"Yes, ... I gasped out, ... I know, but I thought I saw her ... did she not come in ... that door?"
"Yes, sir, she entered by that door and went out by the opposite one, that one over there," said she, pointing to a door opening on New Vivienne street.
I suppressed an oath, and rushed out of the door opening on this new street, as if I expected to find Mlle. de Chateaudun patiently waiting for me to join her on the pavement. My head was in such a whirl that I had not the remotest idea of where I was going, and I wandered recklessly through little streets that I had never heard of before—it made no difference to me whether I ran into Scylla or Charybdis—I cared not what became of me.

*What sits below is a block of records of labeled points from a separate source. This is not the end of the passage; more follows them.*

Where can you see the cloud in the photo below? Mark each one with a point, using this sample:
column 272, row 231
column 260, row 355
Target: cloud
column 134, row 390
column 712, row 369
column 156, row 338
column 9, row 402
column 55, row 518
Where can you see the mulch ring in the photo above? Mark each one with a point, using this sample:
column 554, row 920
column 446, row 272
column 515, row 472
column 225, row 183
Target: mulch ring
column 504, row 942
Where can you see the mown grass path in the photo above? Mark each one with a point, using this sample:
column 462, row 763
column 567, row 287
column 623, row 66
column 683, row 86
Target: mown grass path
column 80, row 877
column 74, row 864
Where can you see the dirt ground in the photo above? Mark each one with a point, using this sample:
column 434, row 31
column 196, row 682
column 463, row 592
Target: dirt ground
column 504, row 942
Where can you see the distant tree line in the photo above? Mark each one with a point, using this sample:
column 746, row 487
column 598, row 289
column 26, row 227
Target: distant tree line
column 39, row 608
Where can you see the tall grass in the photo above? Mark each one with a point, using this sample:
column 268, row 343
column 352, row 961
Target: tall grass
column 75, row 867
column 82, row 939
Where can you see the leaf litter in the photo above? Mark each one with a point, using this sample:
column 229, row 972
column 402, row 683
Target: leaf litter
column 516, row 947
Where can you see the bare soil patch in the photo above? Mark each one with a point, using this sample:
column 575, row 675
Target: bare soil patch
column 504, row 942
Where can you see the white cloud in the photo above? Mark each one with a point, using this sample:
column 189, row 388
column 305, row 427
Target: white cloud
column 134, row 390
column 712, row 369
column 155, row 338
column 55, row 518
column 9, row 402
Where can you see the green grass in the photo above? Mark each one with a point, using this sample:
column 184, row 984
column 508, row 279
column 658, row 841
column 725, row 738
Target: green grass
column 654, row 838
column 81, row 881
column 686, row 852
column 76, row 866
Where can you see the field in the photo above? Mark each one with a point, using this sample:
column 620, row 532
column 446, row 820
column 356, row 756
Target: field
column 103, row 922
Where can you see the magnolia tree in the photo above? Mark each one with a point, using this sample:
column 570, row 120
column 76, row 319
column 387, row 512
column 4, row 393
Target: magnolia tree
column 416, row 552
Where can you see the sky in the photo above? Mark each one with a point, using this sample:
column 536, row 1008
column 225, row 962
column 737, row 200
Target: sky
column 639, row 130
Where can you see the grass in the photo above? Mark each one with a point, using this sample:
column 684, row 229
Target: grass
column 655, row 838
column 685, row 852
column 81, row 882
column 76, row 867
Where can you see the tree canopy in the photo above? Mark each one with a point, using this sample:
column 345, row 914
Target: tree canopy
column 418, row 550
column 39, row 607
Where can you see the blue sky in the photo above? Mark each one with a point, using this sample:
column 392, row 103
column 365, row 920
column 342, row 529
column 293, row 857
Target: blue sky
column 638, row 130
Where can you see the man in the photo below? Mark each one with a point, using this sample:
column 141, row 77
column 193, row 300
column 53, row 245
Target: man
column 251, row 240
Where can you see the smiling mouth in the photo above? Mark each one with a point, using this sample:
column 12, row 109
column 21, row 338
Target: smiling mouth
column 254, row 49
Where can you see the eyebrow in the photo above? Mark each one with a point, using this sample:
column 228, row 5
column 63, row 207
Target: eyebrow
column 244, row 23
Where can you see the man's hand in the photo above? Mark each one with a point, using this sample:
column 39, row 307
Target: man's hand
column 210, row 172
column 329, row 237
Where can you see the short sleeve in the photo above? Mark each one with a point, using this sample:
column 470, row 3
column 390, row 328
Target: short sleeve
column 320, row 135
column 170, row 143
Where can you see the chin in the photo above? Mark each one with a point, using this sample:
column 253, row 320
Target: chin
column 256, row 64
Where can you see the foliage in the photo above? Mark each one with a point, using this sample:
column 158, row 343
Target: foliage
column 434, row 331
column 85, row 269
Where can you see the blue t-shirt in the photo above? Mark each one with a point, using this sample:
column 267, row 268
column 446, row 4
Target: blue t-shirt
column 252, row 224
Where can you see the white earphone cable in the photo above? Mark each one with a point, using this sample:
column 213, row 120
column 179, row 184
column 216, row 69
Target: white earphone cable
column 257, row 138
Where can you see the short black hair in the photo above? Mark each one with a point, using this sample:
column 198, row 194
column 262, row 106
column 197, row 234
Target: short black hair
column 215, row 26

Like the fool that repeats over and over again the same words without understanding their meaning, I kept saying: "The fiend of a woman! the fiend of a woman!" At this moment all my love seemed turned to hate! but when this hate had calmed down to chill despair, I began to reflect with agonizing fear that perhaps Irene had seen me at the Odeon with those dreadful women. I felt that I was ruined in her eyes for ever! She would never listen to my attempt at vindication or apologies—women are so unforgiving when a man strays for a moment from the path of propriety, and they regard little weaknesses in the light of premeditated crimes, too heinous for pardon—Irene would cry out with the poet:
"Tu te fais criminel pour te justifier!"
You are fortunate, my dear Edgar, in having found the woman you have always dreamed of and hoped for; you will have all the charms of love without its troubles; it is folly to believe that love is strengthened by its own torments and stimulated by sorrows. A storm is only admired by those on shore; the suffering sailors curse the raging sea and pray for a calm.
Your letter, my dear Edgar, is filled with that calm happiness that is the foundation of all true love; in return, I can only send you an account of my despair. Friendship is often a union of these two contrasts.
Enjoy your happy lot, my friend; your reputation is made. You have a good name, an enviable and an individual philosophy, borrowed neither from the Greeks nor the Germans. Your future is beautiful; cherish the sweetest dreams; the woman you love will realize them all.
Night is a bad counsellor, so I dare not make any resolutions, or come to any decision at this dark hour. I shall wait for the sun to enlighten my mind.
In my despair I have the mournful consolation of knowing that Irene is in Paris. This great city has no undiscovered secrets; everything and every person hid in its many houses is obliged sooner or later to appear in the streets. I form the most extravagant projects; I will buy, if necessary, the indiscretion of all the discreet lips that guard the doors; I shall recruit an army of salaried spies. On the coast of the Coromandel there is a tribe of Indians whose profession is to dive into the Gulf of Bengal, that immense bathing-tub of the sun, and search for a beautiful pearl that lies buried among the coral beds at the bottom of the ocean. It is a pearl of great price, as valuable as the finest diamond.... Irene is my pearl of great price, and I will search for and find her in this great ocean of men and houses called Paris.... After thinking and wondering till I am dizzy and sick at heart, I have come to the conclusion that Irene is acting in this manner to test my love—this thought consoles me a little, and I try to drown my sorrow in the thought of our mutual happiness, when I shall have triumphantly passed through the ordeal.